Run inference on custom prompts and completions.

**Usage:**
```bash
python ./scripts/run_inference.py \
  --model <model_path> \
  --dataset <dataset_name> <split> \
  [--batch-size BATCH_SIZE] \
  [--out OUTPUT_DIR] \
  [--debug]
```

**Parameters:**
- `--model`: Path to trained model or HuggingFace identifier (required)
- `--dataset`: Dataset containing prompts and completions (required)
- `--batch-size`: Inference batch size (default: 16)
- `--out`: Output directory for predictions (default: current directory)
- `--debug`: Limit dataset size for quick testing

**Output:**
Saves predictions as `.npy` files containing reward scores with uncertainty bounds.

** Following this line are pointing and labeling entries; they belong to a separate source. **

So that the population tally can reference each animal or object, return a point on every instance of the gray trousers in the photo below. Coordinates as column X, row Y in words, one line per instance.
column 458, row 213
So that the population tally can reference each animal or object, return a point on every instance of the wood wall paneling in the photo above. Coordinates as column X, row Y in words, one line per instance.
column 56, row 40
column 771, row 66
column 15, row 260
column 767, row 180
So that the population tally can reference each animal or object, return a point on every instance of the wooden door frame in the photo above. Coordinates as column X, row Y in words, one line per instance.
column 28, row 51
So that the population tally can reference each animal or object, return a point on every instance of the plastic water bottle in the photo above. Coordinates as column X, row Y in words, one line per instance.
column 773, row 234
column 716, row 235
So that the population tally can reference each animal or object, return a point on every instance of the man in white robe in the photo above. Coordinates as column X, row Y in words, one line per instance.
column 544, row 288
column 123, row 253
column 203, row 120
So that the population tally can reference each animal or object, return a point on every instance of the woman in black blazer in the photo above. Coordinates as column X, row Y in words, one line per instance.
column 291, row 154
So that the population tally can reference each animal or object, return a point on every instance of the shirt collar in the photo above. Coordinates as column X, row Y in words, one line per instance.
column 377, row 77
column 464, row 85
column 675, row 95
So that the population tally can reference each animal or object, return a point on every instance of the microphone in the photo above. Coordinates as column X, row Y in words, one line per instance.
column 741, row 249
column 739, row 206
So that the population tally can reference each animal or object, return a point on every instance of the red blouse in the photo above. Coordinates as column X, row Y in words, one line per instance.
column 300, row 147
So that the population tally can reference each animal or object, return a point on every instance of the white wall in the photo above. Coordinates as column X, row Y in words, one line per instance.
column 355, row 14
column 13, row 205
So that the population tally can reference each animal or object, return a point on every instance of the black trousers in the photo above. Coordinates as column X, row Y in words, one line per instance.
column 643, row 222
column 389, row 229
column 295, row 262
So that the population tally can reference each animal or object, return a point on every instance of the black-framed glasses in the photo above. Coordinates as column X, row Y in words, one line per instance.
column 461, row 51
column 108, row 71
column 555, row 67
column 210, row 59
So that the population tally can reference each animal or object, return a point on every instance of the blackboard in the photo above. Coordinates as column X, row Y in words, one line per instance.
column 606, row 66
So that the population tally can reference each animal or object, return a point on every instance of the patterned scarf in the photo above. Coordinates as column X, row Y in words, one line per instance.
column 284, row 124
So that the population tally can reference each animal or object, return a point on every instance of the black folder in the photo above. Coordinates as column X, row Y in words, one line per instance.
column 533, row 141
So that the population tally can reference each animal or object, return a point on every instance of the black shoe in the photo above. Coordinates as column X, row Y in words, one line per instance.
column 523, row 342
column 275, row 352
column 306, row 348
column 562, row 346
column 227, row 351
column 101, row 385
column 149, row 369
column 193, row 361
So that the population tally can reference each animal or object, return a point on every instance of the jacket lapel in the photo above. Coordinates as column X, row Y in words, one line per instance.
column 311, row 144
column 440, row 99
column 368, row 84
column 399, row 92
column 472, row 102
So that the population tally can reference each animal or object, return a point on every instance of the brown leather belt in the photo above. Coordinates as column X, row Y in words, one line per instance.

## Configuration Structure

Configs are organized in the [`configs/`](./configs/) directory:

```
configs/
├── train.yaml              # Main training config with defaults
├── dataset/
│   ├── train/              # Training dataset configs
│   │   ├── ultrafeedback_binarized.yaml
│   │   ├── tulu_3_8b_preference_mixture.yaml
│   │   └── ...
│   └── eval/               # Evaluation dataset configs
│       ├── reward_bench.yaml
│       └── ...
├── method/
│   ├── base.yaml           # Base config for all methods
│   ├── mlp_head_ensemble/
│   │   ├── default.yaml    # Default config
│   │   ├── qwen3_14b.yaml  # Model-specific tuned config
│   │   └── ...
│   ├── lora_ensemble/
│   ├── dpo_head_dropout_ensemble/
│   └── bayesian_linear_head/
├── accelerate/             # Examples for distributed training configs
│   ├── default.yaml
│   └── fsdp.yaml
├── paths/                  # Path configurations
│   └── default.yaml
└── hydra/                  # Hydra-specific settings
    └── default.yaml
```

## Architecture

**Models** inherit from `transformers.PreTrainedModel`:
```
transformers.PreTrainedModel
    └── rewarduq.methods.base.RewardUQModel (base class for all UQ models)
        ├── MLPHeadEnsembleModel
        ├── LoraEnsembleModel
        ├── DPOHeadDropoutEnsembleModel
        └── BayesianLinearHeadModel
```

**Trainers** extend TRL's specialized trainers:
```
transformers.Trainer
    └── trl.RewardTrainer / trl.DPOTrainer
        └── rewarduq.trainers.TrainerExtension (adds UQ-specific features)
            ├── rewarduq.trainers.RewardUQTrainer (extends RewardTrainer)
            └── rewarduq.trainers.DPORewardUQTrainer (extends DPOTrainer)
```

All forward passes of RewardUQ models return a tensor of shape `(batch_size, 3)` where the first column is the reward, the second column is the lower bound, and the third column is the upper bound.

## Contributing

We welcome and encourage contributions from the community! Whether you want to add a new uncertainty quantification method, improve existing ones, or fix bugs, your help is appreciated. If you have an idea for a new feature or improvement:

1. Check existing [Issues](https://github.com/lasgroup/rewarduq/issues) or open a new one to discuss your idea.
2. Fork the repository and create a feature branch.
3. Implement your changes (don't forget tests :D).
4. Submit a [Pull Request](https://github.com/lasgroup/rewarduq/pulls).

## Citation

```bibtex
@misc{yang2025rewarduq,
  author = {Daniel Yang and Samuel Stante and Florian Redhardt and Lena Libon and Barna Pasztor and Parnian Kassraie and Ido Hakimi and Andreas Krause},
  title = {RewardUQ: A Unified Framework for Uncertainty-Aware Reward Models},
  year = {2025},
  publisher = {GitHub},
  journal = {GitHub repository},
  howpublished = {\url{https://github.com/lasgroup/rewarduq}}
}
```

## License

This repository's source code is available under the [Apache-2.0 License](LICENSE).